Bill Belichick and Tom Brady commence their 19th training camp together this week, with Brady arriving Monday and the first public practice set for Thursday.
They arrive having won 15 AFC East titles together, including the last eight. They’ve reached 12 AFC Championship Games, including the last seven. They’ve made eight Super Bowls, including three of the last four. And they’ve won five Super Bowls, including two of the last four.
It is an unprecedented run of success in the NFL annals, a two-decade dynasty marked by multiple championships at the front and back ends. No team, including the second greatest dynasty, the 1980s-90s San Francisco 49ers, has had such a prolonged run of excellence, and no franchise has come close to doing it for so long with the same quarterback and coach. No one ever will, either. The NFL is designed for parity. The Patriots have been the exception of excellence.
I know that soliloquy on their staggering achievements probably isn’t necessary. You’ve got the championship DVDs as confirmation that all of it has been real, on the small chance the memories begin to fade. But I do believe a reminder of what Patriots have had – and still have — is worthwhile coming off a tumultuous offseason in which an ugly end to these glory days often seemed to be percolating.
Finally, it can be about football again.
When the gates open Thursday and the diehards book it down the hill at the Patriots practice field in quest to get the best vantage point to watch practice, they won’t be thinking about Rob Gronkowski’s moronic motocross press conference or Tom Brady’s Bond-villain getup at the Met Gala or any of the other more serious strange things that suggested contentiousness threatened to carry into the new season.

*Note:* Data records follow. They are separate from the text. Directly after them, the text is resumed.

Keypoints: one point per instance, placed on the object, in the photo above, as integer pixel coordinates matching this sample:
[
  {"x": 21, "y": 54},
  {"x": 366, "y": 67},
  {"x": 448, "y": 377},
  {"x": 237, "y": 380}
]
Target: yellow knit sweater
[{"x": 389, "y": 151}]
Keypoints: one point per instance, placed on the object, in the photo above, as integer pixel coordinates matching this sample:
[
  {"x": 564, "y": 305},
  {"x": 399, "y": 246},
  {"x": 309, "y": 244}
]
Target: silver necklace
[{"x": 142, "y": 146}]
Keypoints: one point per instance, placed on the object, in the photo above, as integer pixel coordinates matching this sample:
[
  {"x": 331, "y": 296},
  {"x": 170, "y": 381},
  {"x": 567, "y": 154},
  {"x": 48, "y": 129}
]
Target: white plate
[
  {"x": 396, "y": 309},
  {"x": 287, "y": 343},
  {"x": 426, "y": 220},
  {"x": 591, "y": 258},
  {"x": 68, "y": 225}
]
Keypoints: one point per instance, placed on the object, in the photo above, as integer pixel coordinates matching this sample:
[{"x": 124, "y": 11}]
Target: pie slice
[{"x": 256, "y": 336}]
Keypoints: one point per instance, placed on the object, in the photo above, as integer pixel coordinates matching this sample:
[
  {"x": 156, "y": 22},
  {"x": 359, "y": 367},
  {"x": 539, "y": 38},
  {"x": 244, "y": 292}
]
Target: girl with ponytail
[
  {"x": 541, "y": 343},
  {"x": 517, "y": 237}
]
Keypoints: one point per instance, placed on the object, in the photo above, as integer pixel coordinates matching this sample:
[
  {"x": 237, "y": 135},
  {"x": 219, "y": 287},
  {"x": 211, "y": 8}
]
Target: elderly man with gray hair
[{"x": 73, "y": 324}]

They’re there to get reacquainted with their team, the get clues on who the sleepers might be and which familiar names may be in job battles.
They’re there to see if Derek Rivers, last year’s third-round pick who missed the entire seasons with a knee injury, can aid the pass rash.
They’re there to see if Jason McCourty can fill the void left by Malcolm Butler or whether he is actually in a battle to make the team on which his brother Devin is a seven-year captain.
They’re there to see if Cordarelle Patterson, one of the great kick returners in NFL history, will be a genuine weapon now that kickoff rules are revised yet again.
They’re the see if Malcolm Mitchell, who has not played a real game since his crucial performance in Super Bowl LI, can overcome his knee problems, and to see if Jordan Matthews can thrive as suspended receiver Julian Edelman’s stand-in as a slot receiver.
They’re there to see if first-rounder Sony Michel can fairly replicate the contributions of dynamic Dion Lewis, and to see if Duke Dawson (and Cyrus Jones, too) can break the Ras-I Dowling curse of failed defensive backs drafted in the second round.
And they’re there, perhaps most of all, to see Tom Brady throw, Bill Belichick coach ‘em up, and to see the first steps in the hopeful journey toward playing a certain game in February in Atlanta.
Yes, it was a weird offseason, one sparked by the loss to the Eagles in the Super Bowl in which Belichick still inexplicably turned Butler into a bystander.
There’s no doubt there was and probably still is tension at the top in the Patriots hierarchy.
In a sense, it’s a wonder it’s taken this long.
But it also has little impact on whether Brady and Belichick can work together.
They have similar genius and the same fundamental quest: To win a sixth Super Bowl. There are no two people on the planet with better knowledge of how to go about that, even if there is some disagreement among them on the proper process and preparation.
They know the truth. Ultimately, their opponent is not each other. It’s time.
Brady is back. So is Belichick. And Gronk, and Josh McDaniels too. Edelman will join them soon enough.
The band may not be as tight behind the scenes as they once were, or as they were perceived to be. But do they ever know how to make beautiful music together, even after all these years. This week, the stage is theirs, finally.